In essence, for exploratory data analysis in this scenario with a continuous outcome and a categorical predictor, we will separately apply numerical or graphical methods described before for one quantitative variable in each category of the predictor. Results can then be compared to investigate differences in the outcome variable across categories of the predictor.

We can use side-by-side boxplots to give a graphical view of the distribution of the outcome variable within each category of the predictor variable. This plot allows for easy comparisons across categories.

## EXAMPLE: NHANES DATA – Case CQ

**Dataset:**nh_2000a.sas7bdat – To use the dataset, save the file into the folder on your computer which is associated with a SAS library.
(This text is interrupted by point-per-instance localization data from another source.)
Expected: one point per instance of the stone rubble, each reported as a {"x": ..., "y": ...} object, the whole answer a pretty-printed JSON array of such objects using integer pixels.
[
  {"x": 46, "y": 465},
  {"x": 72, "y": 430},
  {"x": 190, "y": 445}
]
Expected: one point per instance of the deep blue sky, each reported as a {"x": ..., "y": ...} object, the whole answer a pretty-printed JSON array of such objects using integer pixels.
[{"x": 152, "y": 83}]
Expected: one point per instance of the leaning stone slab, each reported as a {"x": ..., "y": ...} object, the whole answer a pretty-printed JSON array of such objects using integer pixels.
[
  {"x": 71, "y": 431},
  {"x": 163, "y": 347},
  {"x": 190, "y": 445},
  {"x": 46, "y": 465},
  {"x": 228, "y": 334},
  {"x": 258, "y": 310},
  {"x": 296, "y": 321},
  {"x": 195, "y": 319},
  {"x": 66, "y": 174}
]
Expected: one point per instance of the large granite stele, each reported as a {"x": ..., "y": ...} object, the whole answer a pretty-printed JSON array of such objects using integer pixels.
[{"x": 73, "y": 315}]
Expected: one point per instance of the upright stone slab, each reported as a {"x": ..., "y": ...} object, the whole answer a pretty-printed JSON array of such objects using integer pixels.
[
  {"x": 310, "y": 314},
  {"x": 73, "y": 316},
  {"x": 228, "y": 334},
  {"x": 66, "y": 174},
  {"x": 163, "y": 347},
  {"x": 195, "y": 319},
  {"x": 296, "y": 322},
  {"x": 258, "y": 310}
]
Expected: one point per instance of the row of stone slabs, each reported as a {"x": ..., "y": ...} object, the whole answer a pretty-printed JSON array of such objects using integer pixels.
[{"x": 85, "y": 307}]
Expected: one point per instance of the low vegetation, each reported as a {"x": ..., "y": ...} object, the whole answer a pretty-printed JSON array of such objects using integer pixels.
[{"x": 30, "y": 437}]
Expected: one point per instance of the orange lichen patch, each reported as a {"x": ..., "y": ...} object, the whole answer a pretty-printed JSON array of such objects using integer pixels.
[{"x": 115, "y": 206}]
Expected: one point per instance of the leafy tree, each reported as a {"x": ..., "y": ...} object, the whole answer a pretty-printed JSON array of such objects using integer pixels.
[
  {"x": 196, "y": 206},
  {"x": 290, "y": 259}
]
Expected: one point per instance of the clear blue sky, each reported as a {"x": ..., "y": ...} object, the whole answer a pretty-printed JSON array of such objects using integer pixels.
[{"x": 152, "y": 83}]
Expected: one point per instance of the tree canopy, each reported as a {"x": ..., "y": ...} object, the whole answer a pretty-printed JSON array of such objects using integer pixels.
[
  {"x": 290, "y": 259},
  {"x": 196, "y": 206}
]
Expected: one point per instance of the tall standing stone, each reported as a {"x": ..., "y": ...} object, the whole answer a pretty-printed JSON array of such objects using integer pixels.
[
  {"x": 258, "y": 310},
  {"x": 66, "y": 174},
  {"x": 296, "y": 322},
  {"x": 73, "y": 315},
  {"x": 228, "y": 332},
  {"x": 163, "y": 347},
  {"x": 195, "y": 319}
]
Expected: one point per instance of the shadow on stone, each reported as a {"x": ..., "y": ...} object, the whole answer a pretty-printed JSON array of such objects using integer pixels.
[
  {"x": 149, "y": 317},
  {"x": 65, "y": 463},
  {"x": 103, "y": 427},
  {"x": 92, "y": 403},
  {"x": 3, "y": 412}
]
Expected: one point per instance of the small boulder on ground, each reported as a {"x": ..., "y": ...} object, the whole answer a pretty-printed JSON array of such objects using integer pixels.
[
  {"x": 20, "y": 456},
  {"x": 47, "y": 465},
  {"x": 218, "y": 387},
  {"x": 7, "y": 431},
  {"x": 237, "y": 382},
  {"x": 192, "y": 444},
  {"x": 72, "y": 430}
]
Once you do this, open SAS and you should be able to immediately access the file using that library and the file name.**SAS Code and Output:**Unit1-TwoVariables-CaseCQ.pdf

## LEARN BY DOING

Answer the following using the output provided above for this example.

- For which quantitative variable are the differences between smoking status groups most extreme? Describe the pattern you see including the groups means in your discussion.
- For which quantitative variable are the differences between smoking status groups least extreme? Describe the pattern you see including the groups means in your discussion.
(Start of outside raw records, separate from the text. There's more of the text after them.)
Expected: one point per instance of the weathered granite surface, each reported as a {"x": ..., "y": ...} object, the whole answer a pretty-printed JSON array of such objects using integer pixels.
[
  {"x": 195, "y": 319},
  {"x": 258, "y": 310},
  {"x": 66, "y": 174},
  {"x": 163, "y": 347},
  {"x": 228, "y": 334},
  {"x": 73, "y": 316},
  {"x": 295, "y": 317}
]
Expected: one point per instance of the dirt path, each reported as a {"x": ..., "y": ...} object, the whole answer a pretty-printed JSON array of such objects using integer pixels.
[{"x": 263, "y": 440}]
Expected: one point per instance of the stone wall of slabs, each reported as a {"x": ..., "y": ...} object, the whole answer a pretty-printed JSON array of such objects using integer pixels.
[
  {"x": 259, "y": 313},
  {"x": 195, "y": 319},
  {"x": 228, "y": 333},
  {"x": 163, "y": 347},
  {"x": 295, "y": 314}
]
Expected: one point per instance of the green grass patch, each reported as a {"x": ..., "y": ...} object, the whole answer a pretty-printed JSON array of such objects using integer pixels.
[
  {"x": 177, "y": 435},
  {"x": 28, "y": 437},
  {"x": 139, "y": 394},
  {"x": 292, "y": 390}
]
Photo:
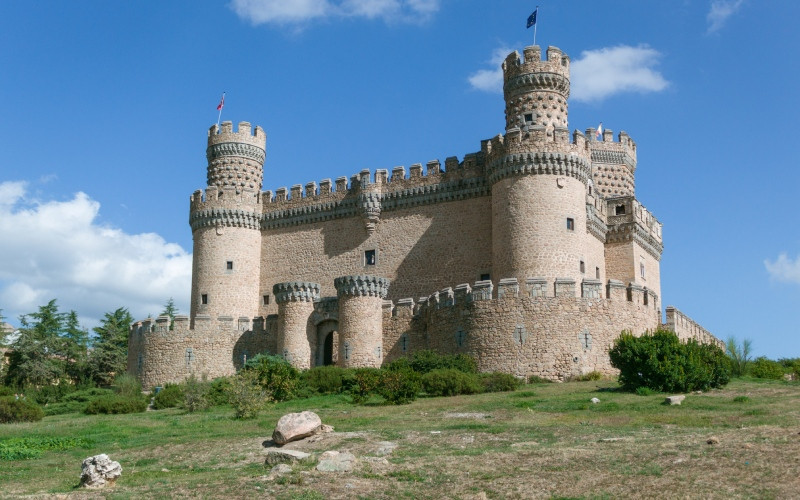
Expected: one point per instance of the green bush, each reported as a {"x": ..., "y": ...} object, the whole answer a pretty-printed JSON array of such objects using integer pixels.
[
  {"x": 661, "y": 362},
  {"x": 19, "y": 410},
  {"x": 399, "y": 386},
  {"x": 365, "y": 383},
  {"x": 587, "y": 377},
  {"x": 499, "y": 382},
  {"x": 170, "y": 396},
  {"x": 450, "y": 382},
  {"x": 276, "y": 375},
  {"x": 326, "y": 379},
  {"x": 218, "y": 391},
  {"x": 247, "y": 396},
  {"x": 766, "y": 368},
  {"x": 116, "y": 404}
]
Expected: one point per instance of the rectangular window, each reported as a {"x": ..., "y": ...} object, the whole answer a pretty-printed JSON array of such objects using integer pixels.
[{"x": 369, "y": 258}]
**Solution: **Unit1-TwoVariables-CaseCQ-Solution.pdf

## Categorical Outcome with Categorical Predictor

**Review from 6052 SAS Tutorials:**Topic 6A – (3:07) Two-Way (Contingency) Tables – EDA

When we have a categorical outcome and a categorical predictor we use:

- A contingency table or two-way table
- Row and/or column percentages (conditional percentages)
- ** To compare the distribution of the outcome among the levels of the predictor variables.

- Chi-square Test, Fisher’s Exact Test

## EXAMPLE: NHANES DATA – Case CC

**Dataset:**nh_2000a.sas7bdat – To use the dataset, save the file into the folder on your computer which is associated with a SAS library. Once you do this, open SAS and you should be able to immediately access the file using that library and the file name.**SAS Code and Output:**Unit1-TwoVariables-CaseCC.pdf

## LEARN BY DOING

Review the output provided above for this example and provide a discussion of any obvious associations you see in these tables.
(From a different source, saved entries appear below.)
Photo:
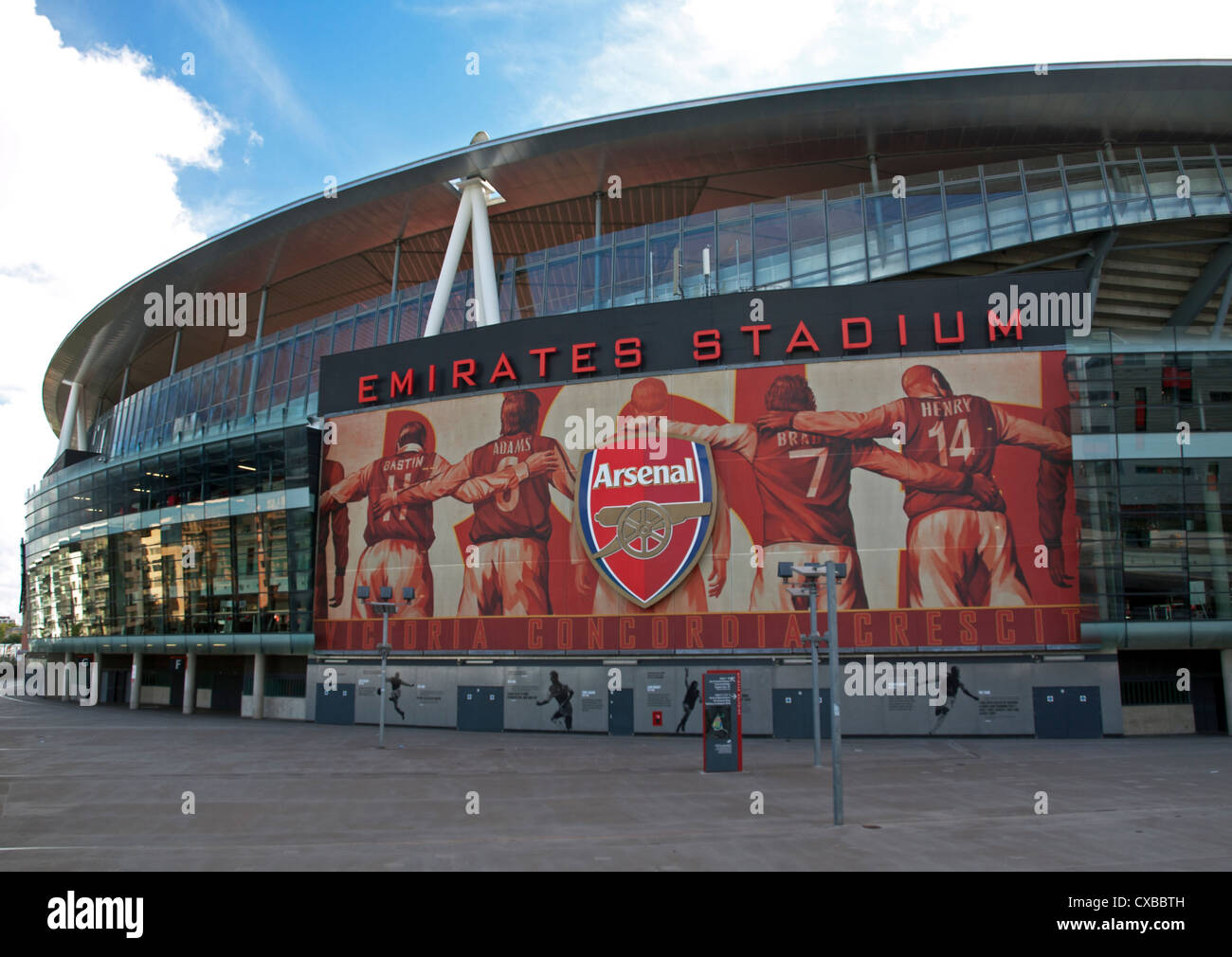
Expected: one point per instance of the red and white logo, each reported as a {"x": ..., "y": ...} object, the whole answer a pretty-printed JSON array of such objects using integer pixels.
[{"x": 644, "y": 515}]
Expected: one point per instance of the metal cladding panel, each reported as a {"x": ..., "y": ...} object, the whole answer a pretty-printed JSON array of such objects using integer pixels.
[{"x": 528, "y": 685}]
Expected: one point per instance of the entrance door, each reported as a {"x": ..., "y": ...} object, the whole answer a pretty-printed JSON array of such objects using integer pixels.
[
  {"x": 1067, "y": 712},
  {"x": 620, "y": 712},
  {"x": 789, "y": 712},
  {"x": 480, "y": 709},
  {"x": 337, "y": 706}
]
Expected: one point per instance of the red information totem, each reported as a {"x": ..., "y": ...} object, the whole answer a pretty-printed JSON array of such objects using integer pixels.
[{"x": 721, "y": 728}]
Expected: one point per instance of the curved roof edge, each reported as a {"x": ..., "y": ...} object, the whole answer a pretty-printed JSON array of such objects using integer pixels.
[{"x": 1082, "y": 102}]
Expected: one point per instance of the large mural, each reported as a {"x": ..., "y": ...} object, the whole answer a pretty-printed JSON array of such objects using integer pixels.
[{"x": 651, "y": 513}]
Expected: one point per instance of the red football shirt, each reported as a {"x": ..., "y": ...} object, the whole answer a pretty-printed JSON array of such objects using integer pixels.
[{"x": 524, "y": 512}]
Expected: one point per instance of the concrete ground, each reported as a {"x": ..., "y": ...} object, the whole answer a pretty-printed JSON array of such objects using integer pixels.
[{"x": 102, "y": 789}]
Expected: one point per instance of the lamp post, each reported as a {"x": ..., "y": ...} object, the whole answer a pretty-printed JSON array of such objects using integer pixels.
[
  {"x": 385, "y": 606},
  {"x": 809, "y": 574}
]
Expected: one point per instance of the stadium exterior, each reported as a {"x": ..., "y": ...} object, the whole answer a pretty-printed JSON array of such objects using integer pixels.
[{"x": 212, "y": 512}]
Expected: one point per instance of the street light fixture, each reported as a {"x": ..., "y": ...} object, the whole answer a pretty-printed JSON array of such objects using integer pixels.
[
  {"x": 809, "y": 574},
  {"x": 386, "y": 606}
]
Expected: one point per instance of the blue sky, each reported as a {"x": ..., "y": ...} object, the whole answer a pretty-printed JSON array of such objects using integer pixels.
[
  {"x": 315, "y": 89},
  {"x": 112, "y": 159}
]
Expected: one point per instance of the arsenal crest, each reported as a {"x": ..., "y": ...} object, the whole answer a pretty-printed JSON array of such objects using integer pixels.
[{"x": 644, "y": 515}]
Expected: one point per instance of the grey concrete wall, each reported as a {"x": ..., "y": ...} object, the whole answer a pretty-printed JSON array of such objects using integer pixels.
[{"x": 1003, "y": 690}]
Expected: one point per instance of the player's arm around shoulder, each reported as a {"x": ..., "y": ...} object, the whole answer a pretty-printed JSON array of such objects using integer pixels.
[
  {"x": 874, "y": 424},
  {"x": 740, "y": 438},
  {"x": 1018, "y": 431},
  {"x": 561, "y": 471}
]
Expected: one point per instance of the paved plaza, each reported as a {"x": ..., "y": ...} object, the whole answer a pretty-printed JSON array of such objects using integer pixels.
[{"x": 102, "y": 789}]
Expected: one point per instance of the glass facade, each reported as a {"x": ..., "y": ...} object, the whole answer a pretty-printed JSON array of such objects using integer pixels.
[
  {"x": 208, "y": 539},
  {"x": 1152, "y": 423}
]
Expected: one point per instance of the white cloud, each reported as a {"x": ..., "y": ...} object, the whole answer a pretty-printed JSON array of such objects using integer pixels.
[
  {"x": 654, "y": 52},
  {"x": 90, "y": 148},
  {"x": 241, "y": 50}
]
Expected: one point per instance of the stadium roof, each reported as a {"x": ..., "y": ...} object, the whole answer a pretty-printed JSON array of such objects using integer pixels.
[{"x": 320, "y": 254}]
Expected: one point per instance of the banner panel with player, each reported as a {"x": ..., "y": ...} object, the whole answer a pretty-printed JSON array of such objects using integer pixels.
[{"x": 651, "y": 512}]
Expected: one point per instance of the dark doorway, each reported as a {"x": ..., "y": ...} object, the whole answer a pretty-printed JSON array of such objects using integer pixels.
[
  {"x": 480, "y": 709},
  {"x": 620, "y": 712},
  {"x": 791, "y": 714},
  {"x": 335, "y": 706}
]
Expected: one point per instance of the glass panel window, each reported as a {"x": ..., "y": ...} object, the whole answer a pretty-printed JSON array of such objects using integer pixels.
[
  {"x": 596, "y": 276},
  {"x": 965, "y": 220},
  {"x": 771, "y": 266},
  {"x": 808, "y": 258},
  {"x": 693, "y": 281},
  {"x": 562, "y": 286},
  {"x": 629, "y": 275},
  {"x": 529, "y": 292},
  {"x": 848, "y": 262},
  {"x": 887, "y": 242}
]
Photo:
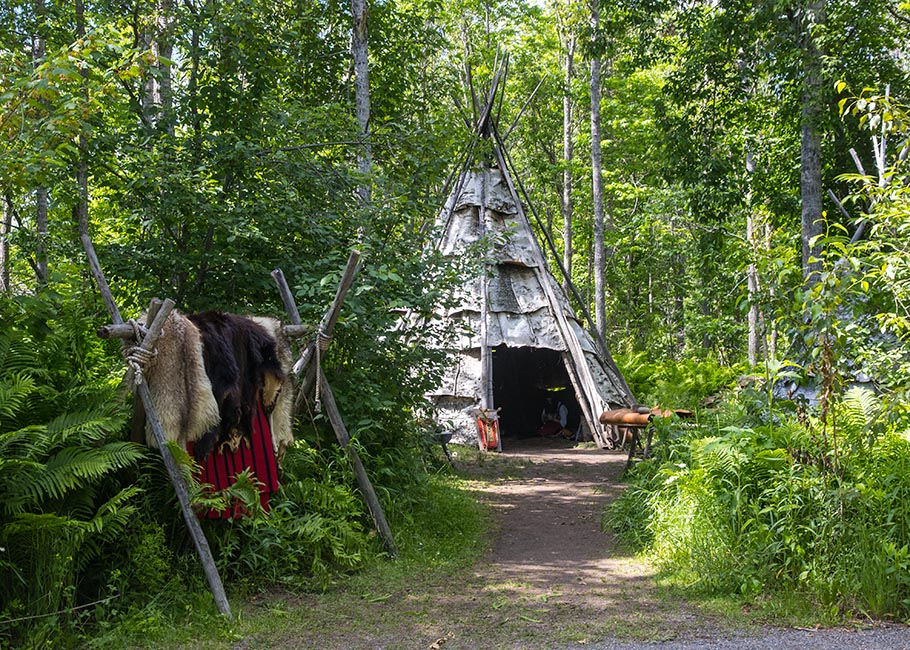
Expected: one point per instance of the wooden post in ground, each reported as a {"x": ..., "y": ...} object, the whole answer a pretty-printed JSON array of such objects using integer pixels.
[
  {"x": 312, "y": 373},
  {"x": 366, "y": 487},
  {"x": 148, "y": 342}
]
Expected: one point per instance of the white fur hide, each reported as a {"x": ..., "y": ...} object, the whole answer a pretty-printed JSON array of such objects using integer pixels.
[{"x": 178, "y": 384}]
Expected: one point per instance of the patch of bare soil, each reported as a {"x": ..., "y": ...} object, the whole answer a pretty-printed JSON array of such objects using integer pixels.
[
  {"x": 552, "y": 578},
  {"x": 552, "y": 568}
]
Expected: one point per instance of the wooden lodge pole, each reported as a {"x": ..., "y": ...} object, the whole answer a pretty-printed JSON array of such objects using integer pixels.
[
  {"x": 313, "y": 374},
  {"x": 148, "y": 342}
]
**Solution: **Unit1-TwoVariables-CaseCC-Solutions.pdf

## Categorical Outcome with Continuous Predictor

When we have a categorical outcome and a continuous predictor:

- Break continuous predictor into categories and make contingency table (Chi-square Test, Fisher’s Exact)
- Avoid too few observations in some categories
- In some cases cutoff points can be determined on non-statistical basis; In other situations, they can be chosen based on percentiles of predictor

- Or turn the situation around and use Side-by-side boxplot with ANOVA or T-test as in Case CQ.
- We will learn Logistic Regression for binary categorical outcomes later in this course.

## EXAMPLE: NHANES DATA – Case QC

**Dataset:**nh_2000a.sas7bdat – To use the dataset, save the file into the folder on your computer which is associated with a SAS library. Once you do this, open SAS and you should be able to immediately access the file using that library and the file name.**SAS Code and Output:**Unit1-TwoVariables-CaseQC.pdf

## LEARN BY DOING

Review the output provided above for this example and complete the following:

- The contingency table shows us that, as age increases, the chance of having high blood pressure tends to ____ and gives us _____ of this probability for each age group.
- The boxplot shows us that Individuals with high blood pressure tend to be ___.

**Solution: **Unit1-TwoVariables-CaseQC-Solution.pdf

## Summary

In this section we reviewed exploratory data analysis methods for two variables. Be certain you can correctly classify types of variables and choose the correct methods based upon the types of variables you have.